用Keras模型进行强化学习

Question

I was trying to implement a q-learning algorithms in Keras. 我试图在Keras中实现q学习算法。 According to the articles i found these lines of code. 根据文章，我发现了这些代码行。

for state, action, reward, next_state, done in sample_batch:
        target = reward
        if not done:
            #formula
          target = reward + self.gamma * np.amax(self.brain.predict(next_state)[0])
        target_f = self.brain.predict(state)
        #shape (1,2)
        target_f[0][action] = target
        print(target_f.shape)
        self.brain.fit(state, target_f, epochs=1, verbose=0)
    if self.exploration_rate > self.exploration_min:
        self.exploration_rate *= self.exploration_decay

Variable sample_batch is the array that contains sample state, action, reward, next_state, done from collected data. 变量sample_batch是一个数组，其中包含根据收集的数据state, action, reward, next_state, done样本state, action, reward, next_state, done 。 I also found the following q-learning formula 我还发现以下q学习公式

Why is there no - sign in the equation(code)? 为什么没有-在方程式（代码）中签名？ I found out that np.amax returns the maximum of an array or maximum along an axis. 我发现np.amax返回数组的最大值或沿轴的最大值。 When i call self.brain.predict(next_state) , I get [[-0.06427538 -0.34116858]] . 当我调用self.brain.predict(next_state) ，我得到[[-0.06427538 -0.34116858]] 。 So it plays the role of prediction in this equation? 那么它在这个方程中扮演了预测的角色吗？ As we go forward target_f is the predicted output for the current state and then we also append to it the reward with this step. 在前进时， target_f是当前状态的预测输出，然后我们还将在这一步骤中添加奖励。 Then, we train model on current state ( X ) and target_f ( Y ). 然后，我们在当前state （ X ）和target_f （ Y ）上训练模型。 I have a few questions. 我有几个问题。 What is the role of self.brain.predict(next_state) and why there is no minus? self.brain.predict(next_state)的作用是什么，为什么没有减号？ Why do we predict twice on one model? 为什么我们对一个模型进行两次预测？ Ex self.brain.predict(state) and self.brain.predict(next_state)[0] 前self.brain.predict(state) and self.brain.predict(next_state)[0]

Answer 1

Why is there no - sign in the equation(code)? 为什么没有-在方程式（代码）中签名？

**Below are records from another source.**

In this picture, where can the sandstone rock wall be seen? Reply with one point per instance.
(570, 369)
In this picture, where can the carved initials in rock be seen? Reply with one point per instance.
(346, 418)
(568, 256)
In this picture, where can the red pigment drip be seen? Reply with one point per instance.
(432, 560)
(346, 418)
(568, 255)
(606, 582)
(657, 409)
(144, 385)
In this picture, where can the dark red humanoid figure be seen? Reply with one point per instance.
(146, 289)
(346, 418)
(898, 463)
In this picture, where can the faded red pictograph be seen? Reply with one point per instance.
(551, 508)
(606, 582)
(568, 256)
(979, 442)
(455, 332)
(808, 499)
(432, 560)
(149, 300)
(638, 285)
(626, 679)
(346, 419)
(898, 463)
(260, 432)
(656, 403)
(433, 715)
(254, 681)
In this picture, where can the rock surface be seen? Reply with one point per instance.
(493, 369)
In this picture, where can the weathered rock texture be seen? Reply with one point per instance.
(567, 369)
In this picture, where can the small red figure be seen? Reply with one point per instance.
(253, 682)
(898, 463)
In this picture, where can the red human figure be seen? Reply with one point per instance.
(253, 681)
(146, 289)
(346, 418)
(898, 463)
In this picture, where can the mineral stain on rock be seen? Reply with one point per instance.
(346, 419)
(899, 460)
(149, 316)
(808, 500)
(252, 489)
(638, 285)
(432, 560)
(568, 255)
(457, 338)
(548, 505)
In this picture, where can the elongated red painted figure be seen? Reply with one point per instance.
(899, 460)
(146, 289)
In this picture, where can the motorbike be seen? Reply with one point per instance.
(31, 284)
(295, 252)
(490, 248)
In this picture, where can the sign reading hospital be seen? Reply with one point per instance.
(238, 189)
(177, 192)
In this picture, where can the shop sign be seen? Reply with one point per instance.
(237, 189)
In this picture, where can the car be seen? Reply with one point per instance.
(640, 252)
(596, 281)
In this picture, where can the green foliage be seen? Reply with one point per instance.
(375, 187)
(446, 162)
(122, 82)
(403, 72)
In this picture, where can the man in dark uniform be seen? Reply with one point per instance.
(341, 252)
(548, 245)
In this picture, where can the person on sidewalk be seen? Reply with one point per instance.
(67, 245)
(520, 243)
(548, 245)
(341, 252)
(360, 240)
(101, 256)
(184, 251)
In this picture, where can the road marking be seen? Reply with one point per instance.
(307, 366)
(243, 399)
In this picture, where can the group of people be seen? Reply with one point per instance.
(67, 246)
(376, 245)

It's because loss calculation is done inside the fit function. 这是因为损耗计算是在fit函数中完成的。

reward + self.gamma * np.amax(self.brain.predict(next_state)[0])

This is the same as the target component in the loss function. 这与损失函数中的目标组件相同。

Inside the fit method in keras loss will be calculated as given below. 在喀拉喀什的拟合方法中，损耗的计算如下。 For a single training data point (standard notations of neural networks), 对于单个训练数据点（神经网络的标准符号），

x = input state

y = predicted value

y_i = target value

loss(x) = y_i - y

at this step target - prediction happens internally. 在此步骤中， 目标-内部进行预测。

Why do we predict twice on one model? 为什么我们对一个模型进行两次预测？

Good question !!! 好问题！！！

 target = reward + self.gamma * np.amax(self.brain.predict(next_state)[0])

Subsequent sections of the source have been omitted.